With the field types defined, we can now define each message as a sequence of named fields, each with a type. Again there are lots of ways to encode this data and I used brute force:

messages = {
  SMFIC_HEADER: (('name', 'str'),
                 ('value', 'str')),
  ....
}

To decode a message you first read the entire packet (which you can do without knowing anything about the message's structure), then look up the cmd in the messages table to determine the message structure. For each field in the message, you decode an item of the given primitive type and store it under the field name; at the end of decoding, you should have nothing left un-decoded in data (and you should not have run out). You return the cmd byte and a dictionary of all of the fields.

Encoding is the inverse process. You are given the cmd byte and a message dictionary. You look up the message structure in messages, then walk the list; for each named field, you extract its value from the dictionary, encode it as the given primitive type, and concatenate the resulting raw bytes to your data. When the message is fully encoded, you determine len and wrap the whole thing up as a packet.

(My implementation of encoding took this a step further in laziness by using keyword arguments to the encoding function to create the message dictionary; you invoke it as encode_msg(SMFIC_HEADER, name="foo", value="bar").)

This requires minimal code and the code it does need is mostly generic. The actual process of encoding and decoding is data-driven; the protocol itself is basically specified in the messages dictionary, and adding new messages is trivial as long as they use existing primitive field types. Repeated boilerplate code is basically completely eliminated.

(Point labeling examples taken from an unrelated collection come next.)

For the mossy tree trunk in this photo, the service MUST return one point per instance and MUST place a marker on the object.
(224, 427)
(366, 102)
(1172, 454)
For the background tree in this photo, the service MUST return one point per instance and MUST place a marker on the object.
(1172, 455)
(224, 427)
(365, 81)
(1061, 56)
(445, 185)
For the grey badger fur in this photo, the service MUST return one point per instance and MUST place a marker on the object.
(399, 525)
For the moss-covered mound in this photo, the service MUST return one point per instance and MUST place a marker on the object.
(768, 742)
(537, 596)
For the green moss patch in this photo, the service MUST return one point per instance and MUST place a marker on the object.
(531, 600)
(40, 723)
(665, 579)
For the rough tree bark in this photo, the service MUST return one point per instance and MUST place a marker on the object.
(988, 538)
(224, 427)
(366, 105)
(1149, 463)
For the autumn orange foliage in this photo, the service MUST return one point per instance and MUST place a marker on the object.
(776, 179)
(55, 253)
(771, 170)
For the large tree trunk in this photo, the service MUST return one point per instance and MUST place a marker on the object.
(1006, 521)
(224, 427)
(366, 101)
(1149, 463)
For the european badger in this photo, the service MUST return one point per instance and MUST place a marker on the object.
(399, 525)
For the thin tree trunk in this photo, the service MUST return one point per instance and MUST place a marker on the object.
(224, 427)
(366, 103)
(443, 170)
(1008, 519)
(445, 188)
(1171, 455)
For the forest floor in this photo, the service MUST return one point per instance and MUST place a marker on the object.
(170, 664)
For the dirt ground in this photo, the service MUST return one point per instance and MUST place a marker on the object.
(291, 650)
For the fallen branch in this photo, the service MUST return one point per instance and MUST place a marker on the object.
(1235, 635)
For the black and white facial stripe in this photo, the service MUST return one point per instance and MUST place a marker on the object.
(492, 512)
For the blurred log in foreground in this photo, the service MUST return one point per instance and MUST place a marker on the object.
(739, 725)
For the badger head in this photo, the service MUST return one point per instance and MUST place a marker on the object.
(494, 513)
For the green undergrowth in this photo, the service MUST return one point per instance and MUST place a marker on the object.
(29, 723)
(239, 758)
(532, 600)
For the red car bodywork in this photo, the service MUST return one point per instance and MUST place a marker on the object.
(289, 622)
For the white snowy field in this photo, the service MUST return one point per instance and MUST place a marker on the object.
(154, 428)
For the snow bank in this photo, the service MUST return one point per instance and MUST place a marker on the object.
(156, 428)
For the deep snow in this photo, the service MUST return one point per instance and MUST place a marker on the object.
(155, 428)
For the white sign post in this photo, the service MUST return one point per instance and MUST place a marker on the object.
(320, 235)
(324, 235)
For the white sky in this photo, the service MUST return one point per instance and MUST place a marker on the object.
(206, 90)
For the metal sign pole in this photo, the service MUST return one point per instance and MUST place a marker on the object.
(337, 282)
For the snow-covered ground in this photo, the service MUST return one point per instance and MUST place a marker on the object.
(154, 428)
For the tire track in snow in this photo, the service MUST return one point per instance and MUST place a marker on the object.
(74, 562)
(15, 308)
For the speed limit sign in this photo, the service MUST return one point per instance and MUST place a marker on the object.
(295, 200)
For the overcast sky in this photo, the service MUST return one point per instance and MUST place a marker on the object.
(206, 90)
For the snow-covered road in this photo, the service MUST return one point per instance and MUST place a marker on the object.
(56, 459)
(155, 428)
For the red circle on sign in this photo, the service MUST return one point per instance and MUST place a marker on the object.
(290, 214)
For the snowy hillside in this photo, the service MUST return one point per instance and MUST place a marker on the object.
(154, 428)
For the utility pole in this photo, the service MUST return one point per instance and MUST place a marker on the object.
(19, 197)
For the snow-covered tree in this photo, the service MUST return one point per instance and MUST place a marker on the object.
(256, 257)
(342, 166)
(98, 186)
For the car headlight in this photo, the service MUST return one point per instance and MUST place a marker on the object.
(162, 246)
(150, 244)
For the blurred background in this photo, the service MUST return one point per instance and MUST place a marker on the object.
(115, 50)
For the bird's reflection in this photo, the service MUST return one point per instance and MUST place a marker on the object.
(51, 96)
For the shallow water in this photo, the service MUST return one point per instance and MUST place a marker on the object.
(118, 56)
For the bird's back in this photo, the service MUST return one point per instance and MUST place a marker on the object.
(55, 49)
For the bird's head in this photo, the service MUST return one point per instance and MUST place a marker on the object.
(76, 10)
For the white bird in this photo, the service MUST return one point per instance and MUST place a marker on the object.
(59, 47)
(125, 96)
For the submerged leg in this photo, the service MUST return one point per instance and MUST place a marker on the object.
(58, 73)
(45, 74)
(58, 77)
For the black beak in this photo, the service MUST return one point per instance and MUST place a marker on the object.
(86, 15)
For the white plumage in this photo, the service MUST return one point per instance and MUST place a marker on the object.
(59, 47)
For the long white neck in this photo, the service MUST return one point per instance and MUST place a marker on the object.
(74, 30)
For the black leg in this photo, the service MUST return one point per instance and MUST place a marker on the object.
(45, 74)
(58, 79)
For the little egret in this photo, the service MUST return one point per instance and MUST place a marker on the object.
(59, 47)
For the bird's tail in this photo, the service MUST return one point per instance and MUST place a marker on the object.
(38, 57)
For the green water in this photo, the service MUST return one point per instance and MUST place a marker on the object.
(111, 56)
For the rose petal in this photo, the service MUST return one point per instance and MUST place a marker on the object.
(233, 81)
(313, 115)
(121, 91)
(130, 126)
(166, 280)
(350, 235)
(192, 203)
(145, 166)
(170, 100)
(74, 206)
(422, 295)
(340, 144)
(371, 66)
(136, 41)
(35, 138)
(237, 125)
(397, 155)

(This requires a dynamic language partly because it heavily relies on polymorphic argument handling and the ability to ship values around without the intermediate generic encoding and decoding layers having to care what type they are. If you had to do the usual strict static typing, you'd probably need a separate encoding function for each message and I'm not sure how you'd handle decoding.)

On a side note, this means that I need to take back some of the nasty things I said about the milter protocol back a year ago. Particularly, it does not have messages with a variable number of message fields. (I misread that part of the specification earlier.)